Genetic and clinical analyses in an Italian series of idiopathic hypogonadotropic hypogonadism
Marco Bonomi1, Francesco Antonica1, Anna Cariboni2, Marta Busnelli1, Anna Pia3, Giorgio Borretta3, Paolo Beck-Peccoz1, Csilla Krausz4, Roberto Maggi2 & Luca Persani1
Idiopathic hypogonadotropic hypogonadism (IHH) is a rare and heterogeneous disease due to defects of GnRH secretion or action. IHH could be associated or not with anosmia respectively identifying the Kallmanns syndrome (KS) or the normosmic IHH (nIHH). So far numerous causative genetic defects have been described, but very recent molecular genetic studies and animal models have opened novel perspectives. We are studying a series of 16 KS (14M,2F) and 18 nIHH (14M,4F). All patients have normal karyotype, low/normal gonadotropins in the presence of low sex-steroid levels and a blunted LH/FSH response after GnRH injection. FGFR1, Ebf2, PROK2, PROKR2 genes were examined in all cases whereas GnRHR and GPR54 gene analysis was limited to nIHH. The coding sequences of GnRHR, Ebf2 and GPR54 showed no abnormalities.
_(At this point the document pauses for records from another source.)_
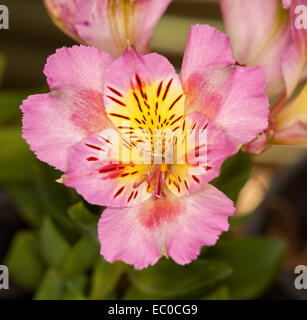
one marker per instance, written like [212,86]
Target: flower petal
[144,94]
[174,227]
[110,25]
[77,67]
[229,95]
[205,149]
[97,171]
[53,123]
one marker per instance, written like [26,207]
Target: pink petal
[109,25]
[258,44]
[205,150]
[48,131]
[291,121]
[229,95]
[175,227]
[78,67]
[53,123]
[98,173]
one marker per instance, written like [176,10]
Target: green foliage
[53,246]
[85,221]
[16,160]
[28,206]
[24,260]
[105,278]
[169,280]
[52,286]
[235,172]
[255,262]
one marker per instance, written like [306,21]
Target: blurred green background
[52,252]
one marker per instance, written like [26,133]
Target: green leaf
[220,293]
[24,261]
[55,198]
[75,287]
[133,294]
[16,159]
[52,287]
[255,262]
[54,248]
[169,280]
[84,219]
[28,206]
[235,172]
[105,278]
[80,258]
[2,66]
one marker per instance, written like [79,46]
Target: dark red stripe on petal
[195,179]
[159,89]
[119,116]
[115,91]
[93,147]
[117,101]
[138,101]
[119,192]
[167,89]
[176,120]
[130,197]
[173,104]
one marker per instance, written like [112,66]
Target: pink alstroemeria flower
[279,45]
[109,25]
[275,44]
[152,209]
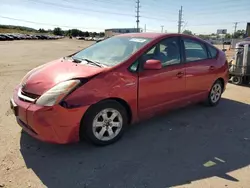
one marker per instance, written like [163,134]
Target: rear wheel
[104,123]
[215,94]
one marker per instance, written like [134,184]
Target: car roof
[154,35]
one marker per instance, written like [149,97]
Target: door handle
[211,68]
[180,74]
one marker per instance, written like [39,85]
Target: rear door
[165,88]
[200,68]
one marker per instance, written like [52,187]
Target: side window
[212,51]
[194,50]
[167,51]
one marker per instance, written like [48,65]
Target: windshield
[112,51]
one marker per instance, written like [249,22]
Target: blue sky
[199,16]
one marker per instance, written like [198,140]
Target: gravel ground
[192,147]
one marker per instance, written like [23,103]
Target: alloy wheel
[107,124]
[216,93]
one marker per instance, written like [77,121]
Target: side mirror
[152,64]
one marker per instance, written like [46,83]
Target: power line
[137,14]
[80,9]
[235,27]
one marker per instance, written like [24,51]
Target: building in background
[117,31]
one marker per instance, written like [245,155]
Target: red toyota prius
[97,92]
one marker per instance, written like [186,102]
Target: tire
[215,93]
[237,80]
[98,125]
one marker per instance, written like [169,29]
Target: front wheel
[215,94]
[104,123]
[237,80]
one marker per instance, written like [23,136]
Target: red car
[97,92]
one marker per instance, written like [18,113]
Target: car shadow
[183,146]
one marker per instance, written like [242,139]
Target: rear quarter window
[213,51]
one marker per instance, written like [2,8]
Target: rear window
[213,51]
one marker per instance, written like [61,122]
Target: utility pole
[162,26]
[137,14]
[180,20]
[235,27]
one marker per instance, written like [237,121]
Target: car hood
[44,77]
[242,43]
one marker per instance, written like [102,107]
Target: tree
[187,32]
[41,30]
[239,33]
[58,31]
[228,36]
[102,34]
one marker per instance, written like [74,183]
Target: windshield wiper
[88,60]
[93,62]
[74,59]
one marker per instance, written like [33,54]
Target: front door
[165,88]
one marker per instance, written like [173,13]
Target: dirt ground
[191,147]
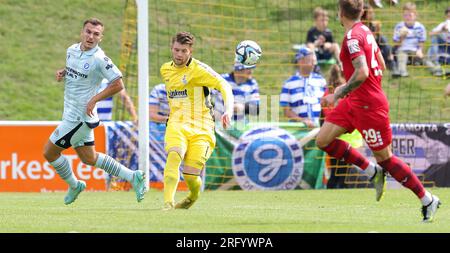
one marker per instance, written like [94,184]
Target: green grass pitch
[350,210]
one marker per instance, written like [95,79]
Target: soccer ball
[248,52]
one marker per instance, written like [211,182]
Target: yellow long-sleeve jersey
[188,88]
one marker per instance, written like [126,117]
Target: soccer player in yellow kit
[190,129]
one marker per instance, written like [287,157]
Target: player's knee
[321,142]
[49,154]
[193,167]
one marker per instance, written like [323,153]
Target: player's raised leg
[403,174]
[89,156]
[171,177]
[52,153]
[328,142]
[198,152]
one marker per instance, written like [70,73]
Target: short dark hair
[93,21]
[184,38]
[351,9]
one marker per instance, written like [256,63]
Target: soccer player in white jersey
[86,66]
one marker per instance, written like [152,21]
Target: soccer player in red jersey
[364,106]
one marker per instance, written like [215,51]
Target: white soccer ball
[248,52]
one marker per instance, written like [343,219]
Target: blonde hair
[409,6]
[319,12]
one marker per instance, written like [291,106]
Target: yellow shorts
[196,144]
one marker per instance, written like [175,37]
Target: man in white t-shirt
[86,66]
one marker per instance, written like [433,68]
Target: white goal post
[143,89]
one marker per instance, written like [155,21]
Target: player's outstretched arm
[112,89]
[359,76]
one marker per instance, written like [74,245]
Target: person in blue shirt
[301,93]
[86,66]
[245,91]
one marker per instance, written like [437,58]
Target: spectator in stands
[379,4]
[375,26]
[439,51]
[409,37]
[104,111]
[320,39]
[338,169]
[301,93]
[245,91]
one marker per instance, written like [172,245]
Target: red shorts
[372,123]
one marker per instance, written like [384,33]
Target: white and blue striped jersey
[104,107]
[158,96]
[303,94]
[416,34]
[84,72]
[247,92]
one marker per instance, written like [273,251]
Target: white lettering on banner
[50,171]
[34,170]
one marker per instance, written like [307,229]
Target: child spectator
[409,37]
[320,39]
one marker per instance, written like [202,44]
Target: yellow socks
[194,183]
[171,176]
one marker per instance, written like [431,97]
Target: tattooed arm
[359,76]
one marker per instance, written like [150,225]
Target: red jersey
[360,41]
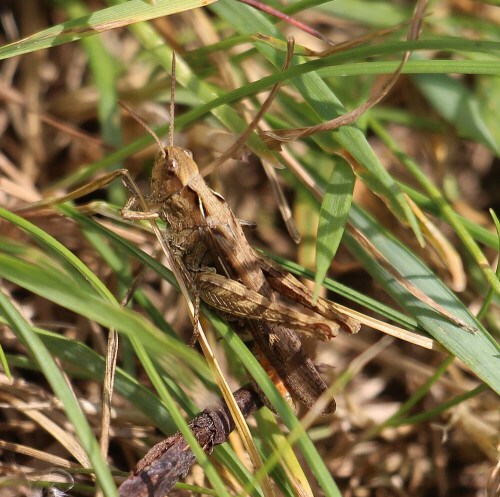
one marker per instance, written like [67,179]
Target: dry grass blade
[363,240]
[61,435]
[274,138]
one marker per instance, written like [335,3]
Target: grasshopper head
[172,171]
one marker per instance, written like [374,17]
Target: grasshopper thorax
[174,169]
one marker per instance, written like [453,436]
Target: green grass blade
[457,105]
[62,391]
[332,218]
[119,15]
[326,105]
[479,352]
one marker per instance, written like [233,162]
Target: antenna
[144,125]
[172,105]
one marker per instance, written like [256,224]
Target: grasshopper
[218,265]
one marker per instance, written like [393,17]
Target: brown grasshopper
[219,266]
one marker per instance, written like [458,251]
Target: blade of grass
[332,218]
[101,20]
[442,204]
[479,352]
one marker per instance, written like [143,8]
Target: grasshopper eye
[172,164]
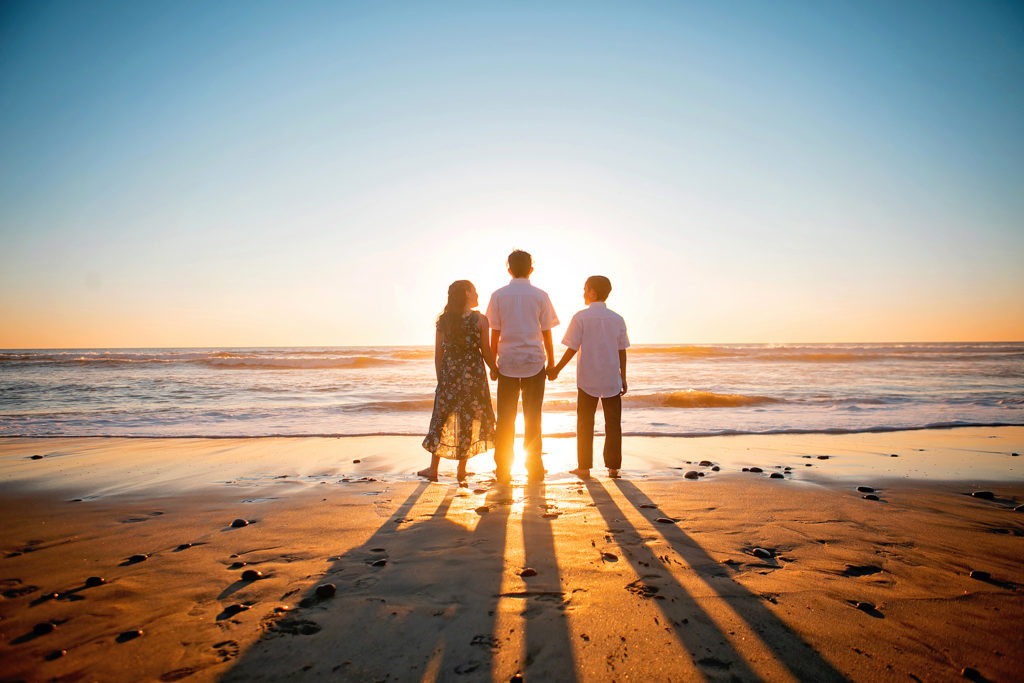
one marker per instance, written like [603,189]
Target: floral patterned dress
[463,422]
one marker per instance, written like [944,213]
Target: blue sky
[193,173]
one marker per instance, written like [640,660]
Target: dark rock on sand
[43,628]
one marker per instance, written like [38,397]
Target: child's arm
[495,336]
[485,351]
[549,349]
[622,370]
[553,373]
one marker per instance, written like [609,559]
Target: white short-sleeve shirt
[522,312]
[598,334]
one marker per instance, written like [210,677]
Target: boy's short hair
[520,263]
[600,286]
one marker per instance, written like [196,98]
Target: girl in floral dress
[463,421]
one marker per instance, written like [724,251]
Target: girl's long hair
[450,319]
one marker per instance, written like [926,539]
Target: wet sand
[652,577]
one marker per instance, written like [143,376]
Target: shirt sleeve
[548,317]
[573,335]
[493,314]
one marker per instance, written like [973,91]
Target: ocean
[684,390]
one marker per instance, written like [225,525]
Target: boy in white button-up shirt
[521,317]
[599,336]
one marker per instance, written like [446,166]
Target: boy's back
[598,334]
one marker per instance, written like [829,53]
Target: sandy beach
[731,575]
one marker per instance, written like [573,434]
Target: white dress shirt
[598,334]
[521,311]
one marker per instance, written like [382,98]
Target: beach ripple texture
[674,390]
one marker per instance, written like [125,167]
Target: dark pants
[586,408]
[509,389]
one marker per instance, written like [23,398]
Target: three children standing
[520,317]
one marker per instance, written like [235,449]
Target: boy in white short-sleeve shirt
[599,336]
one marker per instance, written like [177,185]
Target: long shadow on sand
[402,620]
[700,636]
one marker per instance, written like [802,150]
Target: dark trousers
[509,389]
[586,408]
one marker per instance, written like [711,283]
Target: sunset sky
[307,173]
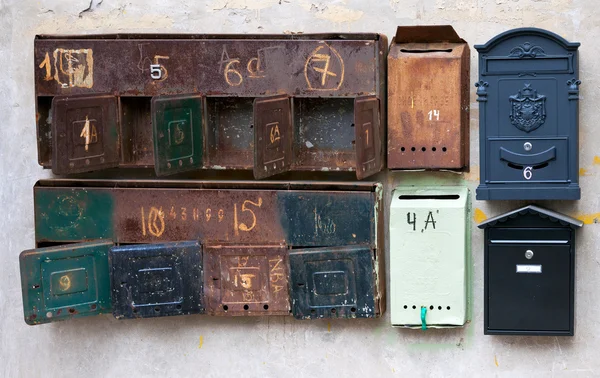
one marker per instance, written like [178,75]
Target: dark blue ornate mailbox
[528,93]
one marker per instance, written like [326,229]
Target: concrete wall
[271,347]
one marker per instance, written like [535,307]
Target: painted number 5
[527,173]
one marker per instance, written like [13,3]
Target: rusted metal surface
[246,280]
[151,280]
[428,99]
[64,282]
[231,72]
[273,134]
[239,212]
[333,283]
[85,132]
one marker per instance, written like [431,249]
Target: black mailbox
[529,273]
[528,93]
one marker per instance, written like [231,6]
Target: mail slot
[528,93]
[217,247]
[150,280]
[67,281]
[269,104]
[428,99]
[529,277]
[429,256]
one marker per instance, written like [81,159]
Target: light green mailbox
[429,251]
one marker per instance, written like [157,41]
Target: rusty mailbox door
[428,99]
[151,280]
[273,136]
[246,279]
[177,132]
[369,158]
[85,133]
[333,282]
[63,282]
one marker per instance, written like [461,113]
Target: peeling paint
[218,5]
[479,216]
[588,218]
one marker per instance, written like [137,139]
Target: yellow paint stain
[588,218]
[478,215]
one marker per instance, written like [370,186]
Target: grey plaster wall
[274,347]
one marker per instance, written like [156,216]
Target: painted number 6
[527,173]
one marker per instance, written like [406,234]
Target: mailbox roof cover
[528,91]
[63,282]
[532,209]
[150,280]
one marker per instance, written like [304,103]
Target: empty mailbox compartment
[163,279]
[529,273]
[165,113]
[429,255]
[428,99]
[67,281]
[528,93]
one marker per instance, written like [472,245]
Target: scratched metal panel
[246,280]
[151,280]
[428,96]
[369,159]
[333,283]
[244,215]
[177,132]
[85,133]
[273,133]
[65,282]
[248,67]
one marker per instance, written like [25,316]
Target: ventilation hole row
[246,307]
[414,307]
[333,310]
[413,149]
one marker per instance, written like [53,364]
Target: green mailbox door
[177,132]
[66,281]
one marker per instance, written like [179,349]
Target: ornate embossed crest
[528,109]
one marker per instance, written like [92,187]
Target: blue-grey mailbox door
[528,95]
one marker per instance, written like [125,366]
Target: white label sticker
[529,269]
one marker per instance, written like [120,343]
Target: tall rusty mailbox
[428,99]
[529,276]
[267,103]
[528,93]
[429,256]
[223,248]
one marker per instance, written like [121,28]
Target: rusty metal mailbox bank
[428,99]
[267,103]
[529,275]
[310,250]
[528,93]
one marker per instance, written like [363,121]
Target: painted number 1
[434,114]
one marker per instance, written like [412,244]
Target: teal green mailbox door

Two novel mutations of PROKR2 (V158I, V334M) and one of PROK2 (G62D) gene were found in 1 nIHH female, 1 KS male patients and 1 nIHH male patient, respectively. The analysis of FGFR1 gene showed results of particular interest. The mutation D200E was found in two unrelated patients discordant for osmic function and bimanual synkynesia. The mutation F210X was instead found in 1 nIHH male patient that did not undergo puberty. This patient had a brother also affected with nIHH and absent pubertal development that was found to carry the same mutation. This mutation was therefore inherited from one of the parents who had had a normal puberty and was still unaffected at an age beyond 30 years. These variations are present in the heterozygous state in the patients according to the reported mechanism of haplo-insufficiency. The variable neurological phenotype (osmic function and bimanual synkynesia) associated with the same FGFR1 mutation and the highly variable IHH penetrance in our family represents additional arguments in favour of a multiple genetic origin of these defects.